Alcohol: The World’s Top Killer
Alcohol causes at least 4% of preventable deaths worldwide, now topping AIDS, tuberculosis, and violence.
On February 11, 2011, the Reuters newswire and the World Health Organization (WHO) told us something that most addiction medicine physicians already suspected: Alcohol causes at least 4% of preventable deaths worldwide, now topping AIDS, tuberculosis, and violence.
Anyway, the WHO report, The Global Status Report on Alcohol and
Health, indicated that alcohol abuse is particularly on the rise in
Africa, India and parts of Asia, causing more incidents of drunk
driving, alcohol-related disease, child abuse and neglect, job
absenteeism and assaults. The reason? People in these areas are getting
richer. They can afford more booze. And binge drinking has risen
dramatically in Russia, the Ukraine, South Africa, Mexico and
Kazakhstan; men have weekly heavy drinking episodes four times more
often than women and engage in “hazardous activities” more often when
they’re drunk.
Here’s a tidbit that American and European physicians already knew, too,
but which the WHO validated in its report: alcohol is directly linked
to more than 60 types of diseases like
- cancer (breast, brain,
colorectal, larynx, liver)
- cirrhosis of the liver
- epilepsy
- dementia
Even though many Muslim countries restrict drinking – especially underage drinking – the influence of alcohol on health and criminal behavior is rising in these countries as well. “Yet not enough countries use effective policies to prevent death, disease and injury attributable to alcohol consumption,” said the WHO report. Interesting: The report’s talking about policies like raising taxes on alcohol, and not education and awareness campaigns to prevent alcohol-related death and injury, and not about the treatment of alcohol dependence and abuse.

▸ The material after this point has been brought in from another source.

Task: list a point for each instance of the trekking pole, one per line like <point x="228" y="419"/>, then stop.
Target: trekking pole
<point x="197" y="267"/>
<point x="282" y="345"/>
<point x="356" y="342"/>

Taxation: A Feasible Action?
How many rich folks would stop drinking if alcohol taxes were higher? It didn’t work with cigarettes any every part of the world, so why would it work with alcohol? And didn’t America’s own Leona Helmsley say that “only the little people pay taxes?” The number of homeless junkies on the streets of New York City pretty much closes the book on every addict’s certainty that if you want/need your drug, you’re gonna do whatever it takes to get it.
Since America has a never-increasing drug problem, telling other countries how to reduce alcohol-related deaths is a lot like Charlie Sheen’s recent sobriety advice given to Lindsay Lohan. If we stick to minding our own house, the US should take no comfort in the WHO’s report that the rest of the world is catching up with us. But one thing we’ve definitely got going for us is that our addiction recovery programs are second-to-none, explaining why so many non-US citizens either pattern their own programs on ours or actually come to our shores for treatment. Ask any American addict or addiction counselor: We know that raising taxes on alcohol and restricting marketing techniques to minors won’t do a damn thing to reduce over-consumption. Good luck with that.
This latest report is the WHO’s first since 2004, and it’s great to see
that they’re at least examining the issue. About 2.5 million people die
worldwide each year from alcohol-related causes, and the report says
that it’s the leading cause of death for males ages 15 to 59. So, in the
USA it’s probably a smart thing to do to pay attention to the WHO
report rather than dismiss it under the “Ya THINK!” column. No matter
how you look at the numbers, or what agency crunches them, alcohol has
clearly become the number one killer in the world.